Coerentemente, tutti gli artisti che ho intervistato sembrano esitare quando gli chiedo di parlare direttamente del bordello geopolitico che sono gli Stati Uniti oggi – al massimo posso dire che molti di loro sono d’accordo sul fatto che il clima attuale non sia esattamente positivo. È una reazione probabilmente causata da un’altra enorme parte della vita dei musicisti di oggi: internet.
Benante, per esempio, crede che sia molto pericoloso dire ciò che si pensa in un mondo fatto di reazioni istantanee sui social e cicli di indignazione giornalieri. “Penso sia diventato molto difficile, oggi come oggi, esprimersi in modo anche solo leggermente politico. Non lo puoi più fare, credo, perché se affermi la tua opinione su qualcosa, qualsiasi cosa, ci sarà sempre qualcuno che ti attaccherà di brutto. Non credo che in questo paese ci sia più libertà di parola, data la quantità di persone pronte a farti a pezzi per quello in cui credi, per i tuoi pensieri o le tue opinioni.”
“C’è un nostro nuovo pezzo, ‘Zero Tolerance’, che in fondo esprime alcuni dei nostri pensieri, ma non facciamo nomi,” continua. “Ogni giorni qualche musicista di qualche gruppo decide di dire qualcosa e viene fatto a pezzi dalla gente. E penso che sia un mio diritto dire quello che voglio dire, quando leggo frasi come ‘Una volta vi ascoltavo, ma ora mi sono reso conto di che persone siete’ esco di testa. Aspettiamo un minuto, stiamo confondendo due cose. Il fatto che abbiamo opinioni diverse non c’entra niente con la musica che ho fatto e che faccio.”
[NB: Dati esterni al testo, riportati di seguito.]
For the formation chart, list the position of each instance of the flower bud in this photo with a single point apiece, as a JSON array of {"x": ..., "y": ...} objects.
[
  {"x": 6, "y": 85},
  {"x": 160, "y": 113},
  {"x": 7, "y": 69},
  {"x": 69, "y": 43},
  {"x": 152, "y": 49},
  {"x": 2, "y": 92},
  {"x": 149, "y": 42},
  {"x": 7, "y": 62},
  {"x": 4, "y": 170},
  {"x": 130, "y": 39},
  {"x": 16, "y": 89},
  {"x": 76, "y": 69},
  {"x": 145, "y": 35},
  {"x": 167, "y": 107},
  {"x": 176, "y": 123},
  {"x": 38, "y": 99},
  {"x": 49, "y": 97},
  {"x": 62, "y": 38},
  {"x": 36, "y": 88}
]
In fondo, se c’è una cosa su cui tutti sono d’accordo, è che è sempre la musica che deve stare al centro di ogni cosa. Per Cavestany, è qualcosa di catartico: “Ogni volta che ci troviamo a suonare, succede questa sorta di UNGH, una sorta di liberazione totale. È un momento in cui lasci uscire ogni cosa, in una stanza piena di gente, noi sul palco e il pubblico a buttare fuori ogni tensione e ogni ansia, ma in un modo unito e divertente. È interessante, ma di questo si tratta. È questa l’essenza della cosa.”
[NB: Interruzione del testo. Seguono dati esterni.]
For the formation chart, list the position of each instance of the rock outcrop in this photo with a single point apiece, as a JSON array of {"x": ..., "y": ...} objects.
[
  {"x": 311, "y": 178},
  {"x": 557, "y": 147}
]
Per Mustaine, si tratta di restituire qualcosa. “Siamo delle leggende. E non c’è un passo successivo, qualcosa di più grande di “leggenda”. Abbiamo vinto praticamente qualsiasi premio esistente, se escludiamo i Grammy e l’induzione alla Rock and Roll Hall of Fame. Sono felice della mia vita, sono felice degli amici che mi sono fatto. Sono felice di essere un ambasciatore del nostro genere. Sono felice di aver potuto organizzare concerti e di aver scritto un best seller. Non mi restano molti obiettivi da raggiungere, se non passare tutto questo a chi mi ascolta, che è una cosa che adoro. Probabilmente non mi sono mai divertito come ora, che sto usando i soldi che ho guadagnato per fare del bene e il talento e l’esperienza che ho per condividerli con gli altri.”
Per Billy, si tratta di tenere vivo il fuoco. “Penso che torni tutto alle radici. È musica aggressiva, ribelle per natura, e penso che ogni generazione nasca con un lato ribelle. Negli ultimi cinque, dieci anni, la nuova si è avvicinata a questo stile di musica. E vedo gente con i miei anni portare i propri figli e nipoti ai concerti, a fargli conoscere la cultura. C’è sempre più gente che ascolta thrash, ma credo che questo accada anche perché tutti noi gruppi che lo abbiamo creato abbiamo ancora fame. Non è un business facile, ma credo che sia importante continuare a far uscire bei dischi e suonare dal vivo.”
Benante riassume tutto in due parole: “Devi soddisfare te stesso, ma anche dare agli altri quello che si aspettano da te.”
Per parafrasare un altro testo di Mustaine: spaccare è quello che fanno, e gli affari vanno ancora bene.